The Lost Girl by Sangu Mandanna
Eva’s life is not her own. She is a creation, an abomination–an echo. Made by the Weavers as a copy of someone else, she is expected to replace a girl named Amarra, her “other,” if she ever died. Eva studies what Amarra does, what she eats, what it’s like to kiss her boyfriend, Ray. So when Amarra is killed in a car crash, Eva should be ready.
But fifteen years of studying never prepared her for this.
Now she must abandon everything she’s ever known–the guardians who raised her, the boy she’s forbidden to love–to move to India and convince the world that Amarra is alive.
What Eva finds is a grief-stricken family; parents unsure how to handle this echo they thought they wanted; and Ray, who knew every detail, every contour of Amarra. And when Eva is unexpectedly dealt a fatal blow that will change her existence forever, she is forced to choose: Stay and live out her years as a copy or leave and risk it all for the freedom to be an original. To be Eva.

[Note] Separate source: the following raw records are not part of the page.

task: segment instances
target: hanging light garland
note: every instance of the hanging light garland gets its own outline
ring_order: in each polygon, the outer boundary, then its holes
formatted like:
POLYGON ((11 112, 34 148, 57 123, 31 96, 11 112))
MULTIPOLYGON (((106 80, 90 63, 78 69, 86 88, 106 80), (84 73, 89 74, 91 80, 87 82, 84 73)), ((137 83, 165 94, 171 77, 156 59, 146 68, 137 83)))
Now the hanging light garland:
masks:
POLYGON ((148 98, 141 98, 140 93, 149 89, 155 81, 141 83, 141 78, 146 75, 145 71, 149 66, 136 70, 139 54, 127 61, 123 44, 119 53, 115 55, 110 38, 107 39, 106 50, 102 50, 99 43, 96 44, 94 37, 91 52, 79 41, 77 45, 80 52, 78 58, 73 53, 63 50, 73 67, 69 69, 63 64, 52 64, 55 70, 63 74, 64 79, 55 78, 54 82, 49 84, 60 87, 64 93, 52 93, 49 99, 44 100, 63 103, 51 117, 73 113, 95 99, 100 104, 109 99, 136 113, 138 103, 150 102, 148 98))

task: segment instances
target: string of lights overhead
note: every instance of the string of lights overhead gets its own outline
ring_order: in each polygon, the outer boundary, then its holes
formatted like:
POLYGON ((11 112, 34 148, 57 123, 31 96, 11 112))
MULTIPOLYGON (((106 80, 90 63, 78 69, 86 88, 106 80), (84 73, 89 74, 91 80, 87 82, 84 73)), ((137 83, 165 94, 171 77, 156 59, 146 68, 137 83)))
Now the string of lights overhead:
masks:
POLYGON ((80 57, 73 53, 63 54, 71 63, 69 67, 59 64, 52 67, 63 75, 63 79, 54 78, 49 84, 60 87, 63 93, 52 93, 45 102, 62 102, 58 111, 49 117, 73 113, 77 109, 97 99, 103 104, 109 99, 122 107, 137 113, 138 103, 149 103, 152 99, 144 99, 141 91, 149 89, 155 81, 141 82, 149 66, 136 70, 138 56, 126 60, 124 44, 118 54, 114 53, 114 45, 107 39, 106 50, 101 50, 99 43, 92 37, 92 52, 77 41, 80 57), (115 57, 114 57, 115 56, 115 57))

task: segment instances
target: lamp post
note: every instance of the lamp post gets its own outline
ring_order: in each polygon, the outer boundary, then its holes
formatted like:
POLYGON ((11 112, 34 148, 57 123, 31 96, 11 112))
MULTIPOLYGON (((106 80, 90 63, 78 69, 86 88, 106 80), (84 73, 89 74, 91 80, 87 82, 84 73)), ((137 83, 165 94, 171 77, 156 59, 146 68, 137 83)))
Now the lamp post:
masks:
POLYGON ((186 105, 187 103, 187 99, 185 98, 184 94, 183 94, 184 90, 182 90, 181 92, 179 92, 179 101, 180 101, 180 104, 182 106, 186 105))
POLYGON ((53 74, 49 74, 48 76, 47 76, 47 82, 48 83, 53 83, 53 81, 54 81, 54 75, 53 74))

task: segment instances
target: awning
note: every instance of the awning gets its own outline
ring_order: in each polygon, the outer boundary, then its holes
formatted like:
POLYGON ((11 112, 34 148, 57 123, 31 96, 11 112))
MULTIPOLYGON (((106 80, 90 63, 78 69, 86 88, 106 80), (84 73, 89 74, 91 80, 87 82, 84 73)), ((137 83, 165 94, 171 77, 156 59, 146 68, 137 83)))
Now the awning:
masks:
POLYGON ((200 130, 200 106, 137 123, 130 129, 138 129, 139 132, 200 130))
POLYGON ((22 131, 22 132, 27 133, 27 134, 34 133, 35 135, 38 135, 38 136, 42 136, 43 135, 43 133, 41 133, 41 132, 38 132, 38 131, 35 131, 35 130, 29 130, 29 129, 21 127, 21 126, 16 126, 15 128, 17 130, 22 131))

The story was very well done and was interesting, creative, and unique. The book grabbed my attention right away and held my interest until the end. Told in first person narrative, through the eyes of an echo named Eva, this story will capture your interest and leave you begging for more at the end. However, I feel as though there are some aspects of the story that deserve a bit more explanation, such as the science behind the creation of the echoes.
The characters are well-developed. The narrator, Eva (self-named because she is, legally, not supposed to have her own name), is created for the purpose of replacing her “other,” Amarra, if she were ever to die. Eva is definitely easy to connect with. She is a lovable character who the reader will be rooting for throughout the novel.
The writing is good. I was especially impressed due to the fact that I received an ARC copy (pre-published and uncorrected proof) of the book and it is a debut! Mandanna’s writing style makes sure to capture and hold onto the reader’s interest, while also forming a strong connection between the characters and reader.
Overall, I would definitely recommend this novel to fans of YA dystopia fiction. Probably the only thing I didn’t like was the ending, which left me frustrated. The book has a very uncertain ending that will leave the reader wondering. I also wish that there was a bit more romance in this book. The romance in The Lost Girl is present in parts, but there isn’t very much of it (and I like romance!). The cover is also amazingly creative, in my opinion; I love the cover. All-in-all, I very much enjoyed this book.